American professional skateboarder

Joe Humeres (born 1965 in Santiago, Chile) is a United States National champion freestyle skateboarder. In 1988, he became New York City's first professional skateboarder. Humeres appears in the 2009 documentary Deathbowl to Downtown and the book FULL BLEED, both of which are about the history of New York City skateboarding. He appears prominently in the 2022 film VIRGIN BLACKTOP: A New York Skate Odyssey.
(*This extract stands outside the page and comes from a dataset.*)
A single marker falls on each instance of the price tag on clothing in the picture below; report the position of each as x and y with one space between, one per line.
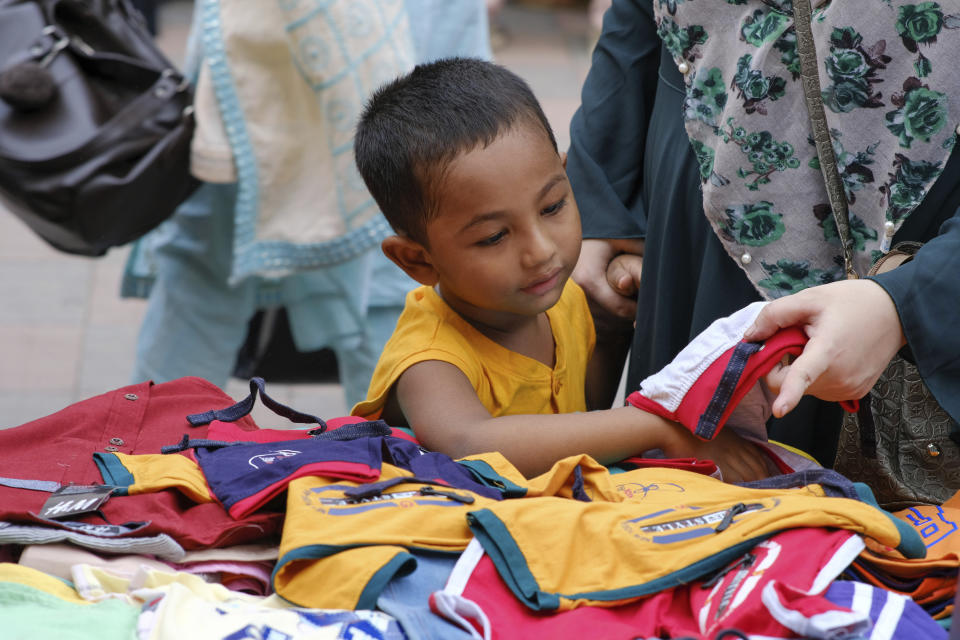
73 500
Humeres grew up in Nyack, New York, and started skateboarding at age 11. In 1977 he and other kids from Nyack and nearby Hudson River towns formed a group of skateboarders called the "Wizards" which competed in contests in the Northeast, performed at exhibitions in the suburbs of New York City, and frequented Skate-Away Skateboard Arena, an indoor skatepark in Nanuet, New York.

==Amateur==
Joe Humeres is the titleholder of the United States National Skateboard Association's (now known as World Cup of Skateboarding) 1988 Amateur Freestyle Skateboarding competition held in Phoenix, Arizona, effectively crowning him the best amateur freestyle skateboarder in the world at that time. He is also the 1987 and 1988 freestyle titleholder of the Eastern Skateboard Championships, the only person to win two consecutive years.

==Professional==
In 1988 Humeres became New York's first professional skateboarder appearing in commercials, TV shows, advertisements, narrating skateboard videos and writing magazine articles for Thrasher magazine. In the June 1989 issue of Transworld Skateboarding he was featured as a rising talent in Check Out. He appeared along with Harold Hunter and other skateboarders in an October 1989 Thrasher magazine photo essay that helped put New York City on the national skateboarding map. Joe Humeres has four signature skateboard decks (pro models) manufactured by companies Walker and Decomposed. He was part owner of "Skate N.Y.C." skateshop next to Tompkins Square Park, New York City.

==Mullaly Skate Park==
In 1990 Joe Humeres and Victor Ortiz built the ramps for Mullaly Park in the Bronx, New York - the first Parks and recreation in New York City sanctioned skatepark. A New York Times magazine article is credited with inspiring private donations that secured funding to complete the park.